From 2001 to 2003, Gray ran professionally. He won his first senior national title at the 2001 USA Indoor Track and Field Championships in the 800 m, qualifying him to represent the U.S. at the 2001 IAAF World Indoor Championships in both the 800 m and 4 × 400 m relay. On the World Indoors individual 800 m, Gray ran the second-fastest time overall in the heats and advanced to the semi-finals. In his semi-final, he led the field by 20 meters at 400 m and maintained a lead by 600 m, but faded to 5th in the final 200 m and did not make the finals. At the 2001 World Indoors relay, Gray ran anchor leg for the U.S. team in the semi-finals and 3rd leg in the finals, helping them to a silver medal finish.

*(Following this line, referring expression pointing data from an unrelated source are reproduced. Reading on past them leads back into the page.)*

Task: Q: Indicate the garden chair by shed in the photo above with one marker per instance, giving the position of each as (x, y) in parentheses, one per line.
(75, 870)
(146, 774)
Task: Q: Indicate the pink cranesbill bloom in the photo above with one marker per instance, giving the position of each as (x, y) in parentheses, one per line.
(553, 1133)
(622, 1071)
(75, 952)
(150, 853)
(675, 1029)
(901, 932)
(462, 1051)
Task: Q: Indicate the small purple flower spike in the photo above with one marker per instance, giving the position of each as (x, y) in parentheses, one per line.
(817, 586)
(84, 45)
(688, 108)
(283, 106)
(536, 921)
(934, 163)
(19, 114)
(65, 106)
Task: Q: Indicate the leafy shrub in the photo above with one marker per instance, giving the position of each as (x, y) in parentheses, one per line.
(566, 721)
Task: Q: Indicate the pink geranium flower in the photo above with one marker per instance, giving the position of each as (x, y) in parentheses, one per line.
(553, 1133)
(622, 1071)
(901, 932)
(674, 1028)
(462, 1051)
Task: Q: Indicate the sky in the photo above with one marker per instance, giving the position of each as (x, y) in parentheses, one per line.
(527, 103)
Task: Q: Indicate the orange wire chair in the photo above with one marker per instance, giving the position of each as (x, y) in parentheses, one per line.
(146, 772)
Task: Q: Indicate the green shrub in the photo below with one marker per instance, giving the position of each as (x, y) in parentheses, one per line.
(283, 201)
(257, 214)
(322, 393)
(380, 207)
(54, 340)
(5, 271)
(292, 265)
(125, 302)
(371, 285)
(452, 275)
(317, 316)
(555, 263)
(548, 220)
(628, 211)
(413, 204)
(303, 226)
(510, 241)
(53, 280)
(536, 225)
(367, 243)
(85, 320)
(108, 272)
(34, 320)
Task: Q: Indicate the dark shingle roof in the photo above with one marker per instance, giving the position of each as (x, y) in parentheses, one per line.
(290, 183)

The medal was later revoked due to doping by Gray's teammates. Outdoors, he ran a personal best 1:44.54 mark for 800 m, again the best by an American that year. He competed at the final 2001 Goodwill Games in the 800 m, finishing 7th in the final.

In 2002, Gray advanced from the 800 m heats at the 2002 USA Outdoor Track and Field Championships but was 6th in his semi-final. The following year at the 2003 USA Outdoor Track and Field Championships he was 5th in his heat, failing to advance to the semi-finals. He continued to run at invitationals in 2004 but didn't compete at the 2004 United States Olympic trials.

==Personal life==
Gray was born on April 3, 1978 and grew up in Yeadon, Pennsylvania. He has an older brother Deauchon and sister with whom he first ran for the Mt. Carmel Baptist Church in Philadelphia aged 6. Brown coach Bob Rothenberg first spotted Gray at an age group competition, where Gray was so scared to run that he started crying.

Gray's upbringing in West Philadelphia was described as surviving "one the world's toughest ghettoes". He was a victim of paternal violence and was raised by his mother Debra Price from the age of 11. When asked for his jacket by a stranger, he would give away the jacket, saying, "You can always buy another jacket". His older brother sold drugs and guns while Gray was running professionally.

Gray attended Franklin Learning Center high school, where he was inducted into the Public League Sports Hall of Fame. He originally studied math and science at Brown but switched to psychology and English after his freshman year. After his professional track career, he worked as an investment analyst for Bank of America, Morgan Stanley, and Merrill Lynch, and was a client relationship administrator for The Vanguard Group.

In January 2009, Gray began suffering from paranoid delusions at the same time that his employer Bank of America was firing employees due to the 2008 financial crisis. He suffered from a seizure and was taken to hospital, where an MRI discovered a brain tumor. It took seven days for his psychosis to subside, helped by a Brown teammate showing him pictures of them together on the team. Doctors initially told Gray that his brain tumor was unrelated to the delusions, but Rothenberg assisted Gray to get a second opinion and remove the tumor via surgery. The tumor re-appeared and was noticed via headache symptoms six months later, after which it was finally removed with a second surgery.

The second surgery left Gray with limited vision, joint pain, and thyroid issues resulting in weight gain. He was unable to work and was not able to get disability payments until around 2010. A fundraiser started by a former track teammate raised $11,000 for Gray before he was able to receive disability. He planned to return to work in summer 2010.

Gray was inducted into the Brown Bears hall of fame in 2011. His induction speech was about his brain tumor and received a standing ovation.

Gray opposed efforts to cut the Brown Bears track and field team in 2020, writing a letter saying, "As an African American alumni of the Brown University men's track and field programs, it is vital for me to let you know that cutting the men's track and field programs is an example of the institutionalised racism that people are rallying against across the country".

In 2025, Gray shared how he had adjusted back to normal life and used ChatGPT and YouTube to lose over 100 lbs in 8 months.